Berkenaan dengan hal tersebut diatas,  masyarakat pemilik lahan, meminta kepada para pihak untuk meninjau ulang kembali, berkenaan proses dari pengguasaan lahan tersebut, disinyalir tidak sesuai prosedur yang Benar, apalagi diduga banyaknya pembohongan publik yang dilakukan oleh pemegang saham, dengan menyatakan didepan Penggadilan bahwa area tersebut sudah senantiasa dikelilinggi dengan pagar dan ditandai dengan patok patok, pada kenyataan dilapangan tidak terlihat adanya pagar, dan patok patok yang dimaksud, yang ada dilapangan adalah Komplek BLK dan Spanduk pengguasaan lahan oleh masyarakat setempat," ungkap Lubis.
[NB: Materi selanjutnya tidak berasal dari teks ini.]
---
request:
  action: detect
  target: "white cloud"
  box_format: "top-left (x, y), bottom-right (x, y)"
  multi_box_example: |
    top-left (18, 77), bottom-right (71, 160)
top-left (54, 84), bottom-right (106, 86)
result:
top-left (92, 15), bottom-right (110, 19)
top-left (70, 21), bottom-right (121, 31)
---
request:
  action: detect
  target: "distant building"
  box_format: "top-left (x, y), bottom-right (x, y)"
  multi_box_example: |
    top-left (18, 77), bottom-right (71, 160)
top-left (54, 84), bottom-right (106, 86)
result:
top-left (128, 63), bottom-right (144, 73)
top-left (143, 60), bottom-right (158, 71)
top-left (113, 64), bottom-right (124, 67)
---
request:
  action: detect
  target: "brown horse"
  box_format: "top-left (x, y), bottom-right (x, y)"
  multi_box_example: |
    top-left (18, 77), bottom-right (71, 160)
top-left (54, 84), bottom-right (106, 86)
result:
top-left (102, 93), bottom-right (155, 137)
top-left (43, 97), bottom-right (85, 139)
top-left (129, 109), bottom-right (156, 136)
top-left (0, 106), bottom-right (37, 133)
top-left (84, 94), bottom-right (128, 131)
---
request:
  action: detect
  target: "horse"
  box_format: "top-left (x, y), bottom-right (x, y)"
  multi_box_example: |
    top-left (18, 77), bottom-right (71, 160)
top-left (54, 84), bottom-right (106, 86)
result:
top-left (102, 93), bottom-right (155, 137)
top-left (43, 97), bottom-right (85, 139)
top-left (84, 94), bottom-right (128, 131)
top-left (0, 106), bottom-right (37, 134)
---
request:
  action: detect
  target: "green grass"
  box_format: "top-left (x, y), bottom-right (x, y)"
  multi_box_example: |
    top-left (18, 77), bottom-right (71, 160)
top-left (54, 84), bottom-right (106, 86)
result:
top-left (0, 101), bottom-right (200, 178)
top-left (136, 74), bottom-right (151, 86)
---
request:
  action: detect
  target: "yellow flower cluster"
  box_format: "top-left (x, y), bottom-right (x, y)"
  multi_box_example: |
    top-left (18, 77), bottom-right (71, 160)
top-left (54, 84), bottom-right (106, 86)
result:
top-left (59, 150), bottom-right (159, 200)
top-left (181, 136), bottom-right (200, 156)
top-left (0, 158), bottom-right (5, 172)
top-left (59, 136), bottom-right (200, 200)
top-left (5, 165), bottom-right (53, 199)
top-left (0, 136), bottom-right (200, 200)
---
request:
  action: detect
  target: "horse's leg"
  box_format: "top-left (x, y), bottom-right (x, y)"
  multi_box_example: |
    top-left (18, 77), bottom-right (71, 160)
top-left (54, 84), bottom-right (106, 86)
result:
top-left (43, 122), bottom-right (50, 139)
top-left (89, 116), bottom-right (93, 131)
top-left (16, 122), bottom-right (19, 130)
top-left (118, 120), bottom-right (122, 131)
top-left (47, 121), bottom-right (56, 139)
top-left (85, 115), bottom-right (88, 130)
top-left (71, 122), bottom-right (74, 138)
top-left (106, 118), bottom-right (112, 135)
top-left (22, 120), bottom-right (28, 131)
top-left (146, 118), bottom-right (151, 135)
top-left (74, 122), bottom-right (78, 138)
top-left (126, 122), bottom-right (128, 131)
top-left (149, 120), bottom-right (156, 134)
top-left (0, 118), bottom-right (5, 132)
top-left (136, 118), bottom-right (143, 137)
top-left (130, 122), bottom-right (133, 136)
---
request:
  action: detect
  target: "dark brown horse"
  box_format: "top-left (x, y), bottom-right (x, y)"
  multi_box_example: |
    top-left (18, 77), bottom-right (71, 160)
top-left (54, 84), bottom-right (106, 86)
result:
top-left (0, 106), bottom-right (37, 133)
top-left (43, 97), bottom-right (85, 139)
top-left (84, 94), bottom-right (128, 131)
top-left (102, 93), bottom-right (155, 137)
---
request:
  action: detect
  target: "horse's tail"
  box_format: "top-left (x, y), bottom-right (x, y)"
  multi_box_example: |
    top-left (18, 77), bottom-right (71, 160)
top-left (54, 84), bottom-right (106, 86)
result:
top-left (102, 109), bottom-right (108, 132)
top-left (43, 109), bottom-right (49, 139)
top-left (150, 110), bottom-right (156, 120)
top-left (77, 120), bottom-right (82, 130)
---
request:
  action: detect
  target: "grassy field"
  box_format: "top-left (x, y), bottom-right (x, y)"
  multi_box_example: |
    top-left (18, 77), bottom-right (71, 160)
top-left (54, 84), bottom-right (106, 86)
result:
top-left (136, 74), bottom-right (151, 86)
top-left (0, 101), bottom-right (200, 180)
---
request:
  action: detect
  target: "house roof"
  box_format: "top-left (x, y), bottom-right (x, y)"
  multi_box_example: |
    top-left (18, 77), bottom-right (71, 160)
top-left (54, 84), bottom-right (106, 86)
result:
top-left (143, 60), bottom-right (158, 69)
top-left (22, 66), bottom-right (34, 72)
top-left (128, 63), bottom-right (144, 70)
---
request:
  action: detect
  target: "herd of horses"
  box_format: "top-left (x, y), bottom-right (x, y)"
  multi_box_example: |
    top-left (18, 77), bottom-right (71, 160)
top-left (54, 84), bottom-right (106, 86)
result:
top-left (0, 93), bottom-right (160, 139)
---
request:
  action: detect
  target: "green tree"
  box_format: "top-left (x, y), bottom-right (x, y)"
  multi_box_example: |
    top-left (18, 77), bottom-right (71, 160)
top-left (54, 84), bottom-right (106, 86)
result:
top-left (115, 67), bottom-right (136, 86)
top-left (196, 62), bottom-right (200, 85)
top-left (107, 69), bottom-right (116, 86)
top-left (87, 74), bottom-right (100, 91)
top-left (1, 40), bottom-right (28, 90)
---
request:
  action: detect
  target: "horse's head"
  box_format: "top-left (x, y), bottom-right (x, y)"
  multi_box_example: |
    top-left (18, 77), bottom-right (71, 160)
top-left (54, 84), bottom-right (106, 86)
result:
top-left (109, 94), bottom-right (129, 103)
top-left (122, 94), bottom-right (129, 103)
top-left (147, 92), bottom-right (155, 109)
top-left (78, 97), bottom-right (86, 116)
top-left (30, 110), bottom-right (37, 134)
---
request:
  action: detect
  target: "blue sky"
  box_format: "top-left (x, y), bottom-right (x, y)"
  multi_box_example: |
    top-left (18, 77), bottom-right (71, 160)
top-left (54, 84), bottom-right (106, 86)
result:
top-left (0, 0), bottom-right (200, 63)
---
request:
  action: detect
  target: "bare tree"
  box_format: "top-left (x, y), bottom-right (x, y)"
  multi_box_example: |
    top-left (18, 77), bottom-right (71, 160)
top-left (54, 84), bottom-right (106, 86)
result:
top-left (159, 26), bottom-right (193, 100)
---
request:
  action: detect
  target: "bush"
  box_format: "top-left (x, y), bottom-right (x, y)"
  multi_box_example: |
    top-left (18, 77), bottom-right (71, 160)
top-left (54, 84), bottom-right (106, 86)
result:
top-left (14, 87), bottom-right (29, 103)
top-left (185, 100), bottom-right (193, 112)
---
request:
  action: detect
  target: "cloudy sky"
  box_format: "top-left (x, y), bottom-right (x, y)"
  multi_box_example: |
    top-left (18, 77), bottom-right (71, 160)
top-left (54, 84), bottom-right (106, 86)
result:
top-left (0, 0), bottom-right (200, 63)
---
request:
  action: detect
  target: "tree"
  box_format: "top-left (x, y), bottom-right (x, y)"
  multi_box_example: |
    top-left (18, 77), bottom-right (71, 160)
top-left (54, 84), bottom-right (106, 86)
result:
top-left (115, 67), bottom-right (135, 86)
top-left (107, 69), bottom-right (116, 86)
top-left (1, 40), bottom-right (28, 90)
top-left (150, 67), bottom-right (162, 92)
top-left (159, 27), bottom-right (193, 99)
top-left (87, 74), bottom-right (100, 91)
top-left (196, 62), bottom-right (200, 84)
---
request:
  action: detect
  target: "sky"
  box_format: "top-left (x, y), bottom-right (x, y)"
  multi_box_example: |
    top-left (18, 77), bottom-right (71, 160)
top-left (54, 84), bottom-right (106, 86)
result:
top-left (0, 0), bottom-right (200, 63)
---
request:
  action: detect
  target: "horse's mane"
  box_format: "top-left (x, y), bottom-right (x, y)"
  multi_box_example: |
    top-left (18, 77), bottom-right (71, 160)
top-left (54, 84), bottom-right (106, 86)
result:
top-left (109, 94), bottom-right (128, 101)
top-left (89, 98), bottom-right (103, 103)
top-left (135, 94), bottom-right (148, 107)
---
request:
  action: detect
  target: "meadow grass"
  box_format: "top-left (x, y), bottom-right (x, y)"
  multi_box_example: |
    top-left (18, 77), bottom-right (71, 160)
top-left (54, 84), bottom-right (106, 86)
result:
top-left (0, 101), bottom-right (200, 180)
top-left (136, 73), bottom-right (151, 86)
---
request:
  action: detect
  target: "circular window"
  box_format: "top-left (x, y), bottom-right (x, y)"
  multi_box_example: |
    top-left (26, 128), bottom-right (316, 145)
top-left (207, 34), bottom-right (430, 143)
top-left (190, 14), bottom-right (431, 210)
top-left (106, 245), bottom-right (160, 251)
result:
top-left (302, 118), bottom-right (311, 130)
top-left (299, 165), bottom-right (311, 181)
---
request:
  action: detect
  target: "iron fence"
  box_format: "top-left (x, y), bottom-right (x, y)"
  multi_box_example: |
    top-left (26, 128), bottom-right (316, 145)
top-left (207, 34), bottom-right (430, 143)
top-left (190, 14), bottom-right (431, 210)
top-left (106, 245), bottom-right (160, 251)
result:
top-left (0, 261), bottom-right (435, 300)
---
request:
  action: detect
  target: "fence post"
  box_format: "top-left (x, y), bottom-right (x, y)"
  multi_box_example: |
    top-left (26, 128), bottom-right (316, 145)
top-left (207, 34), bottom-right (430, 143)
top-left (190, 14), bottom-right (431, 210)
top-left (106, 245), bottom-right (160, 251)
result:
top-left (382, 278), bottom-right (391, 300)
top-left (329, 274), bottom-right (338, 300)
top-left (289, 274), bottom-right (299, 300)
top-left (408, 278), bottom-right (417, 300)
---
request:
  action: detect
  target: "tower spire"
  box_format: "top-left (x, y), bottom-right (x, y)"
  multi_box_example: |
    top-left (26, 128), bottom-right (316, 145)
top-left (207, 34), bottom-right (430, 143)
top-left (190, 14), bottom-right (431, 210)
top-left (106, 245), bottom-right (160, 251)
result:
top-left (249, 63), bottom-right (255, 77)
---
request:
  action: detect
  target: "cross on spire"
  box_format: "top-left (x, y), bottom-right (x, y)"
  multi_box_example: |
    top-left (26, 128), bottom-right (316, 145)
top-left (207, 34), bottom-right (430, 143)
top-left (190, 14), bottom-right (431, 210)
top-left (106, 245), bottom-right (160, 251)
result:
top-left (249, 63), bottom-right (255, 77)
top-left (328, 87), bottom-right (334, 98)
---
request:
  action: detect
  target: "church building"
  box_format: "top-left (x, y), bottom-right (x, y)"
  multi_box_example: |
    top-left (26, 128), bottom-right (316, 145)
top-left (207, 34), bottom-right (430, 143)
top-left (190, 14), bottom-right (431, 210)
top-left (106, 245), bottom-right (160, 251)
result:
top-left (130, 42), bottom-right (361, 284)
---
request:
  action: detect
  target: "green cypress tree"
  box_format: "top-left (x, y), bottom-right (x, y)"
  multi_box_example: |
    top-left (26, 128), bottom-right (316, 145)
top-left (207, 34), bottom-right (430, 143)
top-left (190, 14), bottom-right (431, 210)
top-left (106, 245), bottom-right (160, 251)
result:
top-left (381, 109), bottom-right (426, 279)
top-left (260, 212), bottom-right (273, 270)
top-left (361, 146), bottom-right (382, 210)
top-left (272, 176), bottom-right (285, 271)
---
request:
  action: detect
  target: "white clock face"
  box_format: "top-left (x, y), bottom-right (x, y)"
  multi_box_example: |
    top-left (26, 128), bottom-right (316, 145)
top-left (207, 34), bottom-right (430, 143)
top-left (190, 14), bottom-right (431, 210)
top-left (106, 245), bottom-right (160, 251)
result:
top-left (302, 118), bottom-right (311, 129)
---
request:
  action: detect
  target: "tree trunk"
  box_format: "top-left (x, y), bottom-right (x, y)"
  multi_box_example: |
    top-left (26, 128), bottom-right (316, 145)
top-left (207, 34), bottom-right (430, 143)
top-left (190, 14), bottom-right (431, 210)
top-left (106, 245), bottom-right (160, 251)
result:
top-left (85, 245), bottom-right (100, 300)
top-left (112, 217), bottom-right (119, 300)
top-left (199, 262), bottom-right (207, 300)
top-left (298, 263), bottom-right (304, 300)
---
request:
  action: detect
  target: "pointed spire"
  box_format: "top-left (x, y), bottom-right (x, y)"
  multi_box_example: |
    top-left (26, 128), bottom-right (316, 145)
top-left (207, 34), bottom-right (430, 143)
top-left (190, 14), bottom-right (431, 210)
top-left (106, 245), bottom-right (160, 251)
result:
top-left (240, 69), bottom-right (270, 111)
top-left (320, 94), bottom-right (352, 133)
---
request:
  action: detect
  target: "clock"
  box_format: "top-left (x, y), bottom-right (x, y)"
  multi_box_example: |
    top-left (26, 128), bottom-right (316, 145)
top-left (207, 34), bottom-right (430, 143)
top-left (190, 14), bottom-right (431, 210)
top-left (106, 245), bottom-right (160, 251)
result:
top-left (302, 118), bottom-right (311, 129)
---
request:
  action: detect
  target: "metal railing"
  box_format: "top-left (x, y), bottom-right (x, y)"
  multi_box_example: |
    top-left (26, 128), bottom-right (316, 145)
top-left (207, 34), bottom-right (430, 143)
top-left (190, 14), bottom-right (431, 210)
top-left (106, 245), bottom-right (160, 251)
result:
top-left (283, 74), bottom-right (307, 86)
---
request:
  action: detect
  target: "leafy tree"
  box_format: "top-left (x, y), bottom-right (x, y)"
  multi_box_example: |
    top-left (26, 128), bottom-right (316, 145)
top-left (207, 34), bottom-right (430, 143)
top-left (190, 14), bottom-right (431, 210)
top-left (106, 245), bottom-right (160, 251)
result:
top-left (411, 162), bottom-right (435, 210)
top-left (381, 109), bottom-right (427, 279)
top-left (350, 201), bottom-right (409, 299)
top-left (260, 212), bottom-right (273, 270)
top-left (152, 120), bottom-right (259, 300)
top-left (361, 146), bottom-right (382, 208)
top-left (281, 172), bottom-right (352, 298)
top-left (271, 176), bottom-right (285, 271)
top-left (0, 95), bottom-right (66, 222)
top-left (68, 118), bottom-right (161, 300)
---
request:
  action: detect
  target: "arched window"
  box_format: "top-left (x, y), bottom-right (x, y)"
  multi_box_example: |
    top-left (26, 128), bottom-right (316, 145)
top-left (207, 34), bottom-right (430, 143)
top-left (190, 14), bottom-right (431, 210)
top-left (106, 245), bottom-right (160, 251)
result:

Berkenaan dengan Keterangan Pemilik Saham PT BELTDC yang memberikan Keterangan bahwa aktifitas dari PT BLTDC hanya berada di area 92,3 ha tersebut, sangat Tidak relevan, karena Keterlibatan Pihak BELTDC dan Pemda Belitung, jelas jelas tertuang pada pembangunan Belitung Beach Hotel Di Pantai Tanjung Kelayang, yang ditanda Tangani langsung Oleh Bupati Belitung URIP TP ALAM, atas nama Pemda, dan Eddy sopyan Atas nama Dirut PT BELTDC dikawasan 5,6 ha yang sekarang Mangkrak dan Terbengkalai.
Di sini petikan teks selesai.